1

I have a html file with different team names written throughout the file. I just want to grab the team names. The team names always occur after certain text and end before certain text, so I've split function to find the team name. I'm a beginner, and I'm sure I'm making this harder than it is. Data is the file

teams = data.split('team-away">')[1].split("</sp")[0]
    for team in teams:
        print team

This returns each individual character for the first team that it finds (so for example, if teams = San Francisco 49ers, it prints "S", then "A", etc. instead of what I need it to do: Print "San Francisco 49ers" then on the next line the next team "Carolina Panthers", etc.

Thank you!

sdeep27
  • 11
  • 2
  • 3
    Parse the HTML. Don't work with it as a string. – Blender Nov 18 '13 at 05:52
  • [Déjà vu](http://stackoverflow.com/questions/1732348/regex-match-open-tags-except-xhtml-self-contained-tags) – shx2 Nov 18 '13 at 06:02
  • Yeah, I wondered how long before someone links to "Tony the Pony". The OP does state "I have a html file...The team names always occur after certain text and end before certain text" Assuming @sdeep27 is correctly describing the problem (and who would know but himself), then plain text search works 100% (but of course, not best practice). – Paul Draper Nov 18 '13 at 07:15

2 Answers2

2

"I'm a beginner, and I'm sure I'm making this harder than it is."

Well, kind of.

import re
teams = re.findall('team-away">(.*)</sp', data)
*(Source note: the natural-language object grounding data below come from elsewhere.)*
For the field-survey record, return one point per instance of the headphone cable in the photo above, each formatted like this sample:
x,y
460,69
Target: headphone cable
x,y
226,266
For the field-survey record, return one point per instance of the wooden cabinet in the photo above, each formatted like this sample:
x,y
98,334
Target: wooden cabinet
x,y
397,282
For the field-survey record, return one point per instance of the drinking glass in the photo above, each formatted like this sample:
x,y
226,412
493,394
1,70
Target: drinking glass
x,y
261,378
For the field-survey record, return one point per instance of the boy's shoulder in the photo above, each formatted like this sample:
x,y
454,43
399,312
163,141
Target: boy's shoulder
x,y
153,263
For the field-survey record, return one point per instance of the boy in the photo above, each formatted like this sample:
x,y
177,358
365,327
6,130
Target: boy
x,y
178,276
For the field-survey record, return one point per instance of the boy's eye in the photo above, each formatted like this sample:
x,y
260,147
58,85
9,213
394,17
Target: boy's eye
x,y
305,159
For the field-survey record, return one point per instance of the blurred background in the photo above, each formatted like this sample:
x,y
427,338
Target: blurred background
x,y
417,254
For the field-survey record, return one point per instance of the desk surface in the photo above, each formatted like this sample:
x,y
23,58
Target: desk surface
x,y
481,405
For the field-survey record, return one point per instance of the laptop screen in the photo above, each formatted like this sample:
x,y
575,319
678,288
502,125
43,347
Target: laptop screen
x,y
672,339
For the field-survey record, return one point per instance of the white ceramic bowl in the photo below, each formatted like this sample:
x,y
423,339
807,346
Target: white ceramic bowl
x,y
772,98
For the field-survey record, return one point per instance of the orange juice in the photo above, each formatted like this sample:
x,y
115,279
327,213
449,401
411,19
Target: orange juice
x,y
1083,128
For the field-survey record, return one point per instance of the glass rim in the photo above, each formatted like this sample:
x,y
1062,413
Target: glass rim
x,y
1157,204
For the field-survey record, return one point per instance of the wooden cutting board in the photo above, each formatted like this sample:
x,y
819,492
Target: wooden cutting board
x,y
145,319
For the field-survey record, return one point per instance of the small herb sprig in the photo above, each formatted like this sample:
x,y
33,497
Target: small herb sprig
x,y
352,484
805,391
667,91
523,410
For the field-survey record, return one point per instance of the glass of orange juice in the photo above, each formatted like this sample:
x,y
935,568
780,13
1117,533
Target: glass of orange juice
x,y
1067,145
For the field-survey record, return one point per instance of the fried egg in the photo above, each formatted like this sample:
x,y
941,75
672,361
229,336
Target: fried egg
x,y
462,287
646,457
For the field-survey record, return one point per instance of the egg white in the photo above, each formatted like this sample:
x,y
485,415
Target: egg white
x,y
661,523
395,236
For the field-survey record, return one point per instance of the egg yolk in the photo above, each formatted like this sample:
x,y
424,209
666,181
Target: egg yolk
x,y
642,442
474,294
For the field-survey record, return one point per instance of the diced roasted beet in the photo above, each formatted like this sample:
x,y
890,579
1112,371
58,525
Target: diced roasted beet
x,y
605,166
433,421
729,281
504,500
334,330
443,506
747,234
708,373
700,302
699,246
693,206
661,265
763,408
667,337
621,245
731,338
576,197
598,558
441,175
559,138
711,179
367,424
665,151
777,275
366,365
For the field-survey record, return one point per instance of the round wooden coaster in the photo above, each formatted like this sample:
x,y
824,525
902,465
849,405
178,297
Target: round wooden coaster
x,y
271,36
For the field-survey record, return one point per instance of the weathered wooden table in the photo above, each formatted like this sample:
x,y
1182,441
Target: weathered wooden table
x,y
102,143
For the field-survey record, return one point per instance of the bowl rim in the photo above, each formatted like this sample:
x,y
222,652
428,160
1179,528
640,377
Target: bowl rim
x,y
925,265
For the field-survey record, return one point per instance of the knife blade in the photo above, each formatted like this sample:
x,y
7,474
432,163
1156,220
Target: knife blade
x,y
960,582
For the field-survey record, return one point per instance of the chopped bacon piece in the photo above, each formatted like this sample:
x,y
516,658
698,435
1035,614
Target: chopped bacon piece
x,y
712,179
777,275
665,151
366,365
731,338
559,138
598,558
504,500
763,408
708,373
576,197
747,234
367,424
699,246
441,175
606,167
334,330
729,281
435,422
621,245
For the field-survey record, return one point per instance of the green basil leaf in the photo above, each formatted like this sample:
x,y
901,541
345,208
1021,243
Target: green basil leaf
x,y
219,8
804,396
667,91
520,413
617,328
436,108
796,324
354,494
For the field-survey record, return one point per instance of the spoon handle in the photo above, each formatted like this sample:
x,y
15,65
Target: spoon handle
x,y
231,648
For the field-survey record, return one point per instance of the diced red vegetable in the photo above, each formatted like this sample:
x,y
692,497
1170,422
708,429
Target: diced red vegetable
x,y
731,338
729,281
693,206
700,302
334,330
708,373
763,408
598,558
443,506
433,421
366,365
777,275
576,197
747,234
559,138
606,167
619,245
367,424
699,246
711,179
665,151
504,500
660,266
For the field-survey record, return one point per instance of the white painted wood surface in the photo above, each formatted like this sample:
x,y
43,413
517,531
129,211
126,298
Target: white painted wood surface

(with credit to Kurtis, for a simpler regular expression than I originally had)

Though an actual HTML parser would be best practice.

Paul Draper
  • 78,542
  • 46
  • 206
  • 285
  • Out of curiosity, why is this regex superior to re.findall('team-away">(.*?) – Curt Nov 18 '13 at 07:05
  • 1
    @Kurtis, you are right. I had assumed that `findall` would match the *entire* regex, so I used lookbehind and lookahead. But if exactly one capture group exists, the returned match is only that group. Improving answer now. – Paul Draper Nov 18 '13 at 07:10
  • so I went and looked over some re to understand your answer, and this does tackle it, thank you. Quick question though, as I only need the letters returned and not numbers, I tried (\w*) instead of (.*) and it returned an empty list. Do you know why this could be, or is \w the wrong expression to use? – sdeep27 Nov 18 '13 at 08:07
  • I'm not sure exactly what you mean. Perhaps `([A-Za-z]*).*`? – Paul Draper Nov 18 '13 at 16:29
  • isn't \w the regex identifier for all letters? How come we use the format [A-Za-z] instead? – sdeep27 Nov 20 '13 at 18:59
  • @sdeep27, `\w` is all "word" characters, which consists of all ASCII letters and underscore. – Paul Draper Nov 21 '13 at 08:17
0

Don't re-invent the wheel! Look into BeautifulSoup, it'll to the job for you.

Steinar Lima
  • 7,644
  • 2
  • 39
  • 40